Chart of the Week: Growth in Real Average Income for the Bottom 90%

New York Times: “Employees are literally losing sleep as restaurants, retailers and many other businesses shrink the intervals between shifts and rely on smaller, leaner staffs to shave costs. These scheduling practices can take a toll on employees who have to squeeze commuting, family duties and sleep into fewer hours between shifts.”

New York Times: “The average hourly wage of all private-sector workers is still a meager 22 cents — or 0.9 percent — higher than it was in January 2009, adjusted for inflation … but the main reason for the increase is not a rise in wages but a fall in inflation — the sharp drop in oil prices, which has caused inflation to drop to virtually zero. Nominal wages themselves, the numbers that workers see in their paychecks, have accelerated only slightly.”

Atlanta Fed: “None of the characteristic-specific median growth rates we looked at are close to returning to prerecession levels. Lower-than-normal wage growth appears to be a very widespread feature of the labor market since the end of the recession.”

Economic Policy Institute: “This week was a milestone for [Outsourcer-and-Chief and tax dodger] Apple. As its stock continues to rise, its market cap exceeded $700 billion—the largest valuation ever achieved by any U.S. company … [but] … The failure of Apple to respond to the consistent criticisms that we and others have advanced is one more indication that the milestone achieved by Apple this week, as the company with the highest market valuation ever, contrasts sharply with the harsh, and often illegal, working conditions and low pay still commonly faced by workers in its supply chain.”

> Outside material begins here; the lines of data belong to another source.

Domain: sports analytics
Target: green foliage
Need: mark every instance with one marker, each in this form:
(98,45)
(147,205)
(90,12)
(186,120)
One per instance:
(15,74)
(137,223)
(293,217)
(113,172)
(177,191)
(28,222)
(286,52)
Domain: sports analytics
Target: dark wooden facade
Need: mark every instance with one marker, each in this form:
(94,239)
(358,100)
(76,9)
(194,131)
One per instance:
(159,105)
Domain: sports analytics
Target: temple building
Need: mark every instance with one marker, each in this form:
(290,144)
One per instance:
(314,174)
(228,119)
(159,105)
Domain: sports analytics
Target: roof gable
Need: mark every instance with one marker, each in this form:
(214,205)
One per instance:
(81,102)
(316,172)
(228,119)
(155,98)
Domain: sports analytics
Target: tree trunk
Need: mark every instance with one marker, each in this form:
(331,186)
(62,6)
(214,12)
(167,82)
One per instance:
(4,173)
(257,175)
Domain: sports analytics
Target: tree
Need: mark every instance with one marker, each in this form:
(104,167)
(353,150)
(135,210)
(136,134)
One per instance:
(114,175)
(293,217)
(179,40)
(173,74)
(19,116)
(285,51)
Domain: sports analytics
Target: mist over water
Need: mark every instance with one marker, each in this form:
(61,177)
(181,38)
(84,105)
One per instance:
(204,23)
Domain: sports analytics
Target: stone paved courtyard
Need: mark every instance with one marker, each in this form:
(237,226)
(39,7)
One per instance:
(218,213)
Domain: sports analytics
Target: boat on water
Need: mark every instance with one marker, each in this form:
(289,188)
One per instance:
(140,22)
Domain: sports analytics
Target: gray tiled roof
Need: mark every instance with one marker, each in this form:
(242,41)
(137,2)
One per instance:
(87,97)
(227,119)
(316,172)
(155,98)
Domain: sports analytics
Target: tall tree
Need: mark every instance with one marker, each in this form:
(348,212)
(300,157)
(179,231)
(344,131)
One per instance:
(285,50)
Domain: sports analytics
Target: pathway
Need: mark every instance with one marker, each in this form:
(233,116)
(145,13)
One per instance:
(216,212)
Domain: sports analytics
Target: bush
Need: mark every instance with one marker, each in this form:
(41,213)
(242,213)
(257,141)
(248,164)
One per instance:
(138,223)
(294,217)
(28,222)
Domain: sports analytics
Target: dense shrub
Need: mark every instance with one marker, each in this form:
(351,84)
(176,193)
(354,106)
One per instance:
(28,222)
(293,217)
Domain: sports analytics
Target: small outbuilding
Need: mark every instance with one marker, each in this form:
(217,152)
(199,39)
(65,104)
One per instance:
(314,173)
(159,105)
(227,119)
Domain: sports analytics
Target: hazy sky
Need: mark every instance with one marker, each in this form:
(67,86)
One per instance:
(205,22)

Economic Policy Institute: “One of the president’s core, frequently repeated arguments for these trade and investment deals [like TPP] is that ‘our businesses export more than ever, and exporters tend to pay their workers higher wages.’ But that’s less than half the story. Trade is a two-way street, and talking about exports without considering imports is like keeping score in a baseball game by counting only the runs scored by the home team. It might make you feel good, but it won’t tell you who’s winning the game. Sadly, when it comes to trade and wages, trade is driving down the average wages of American workers because the United States runs large trade deficits with the world as a whole, including many countries in Asia and Europe—the regions targeted in current trade negotiations.”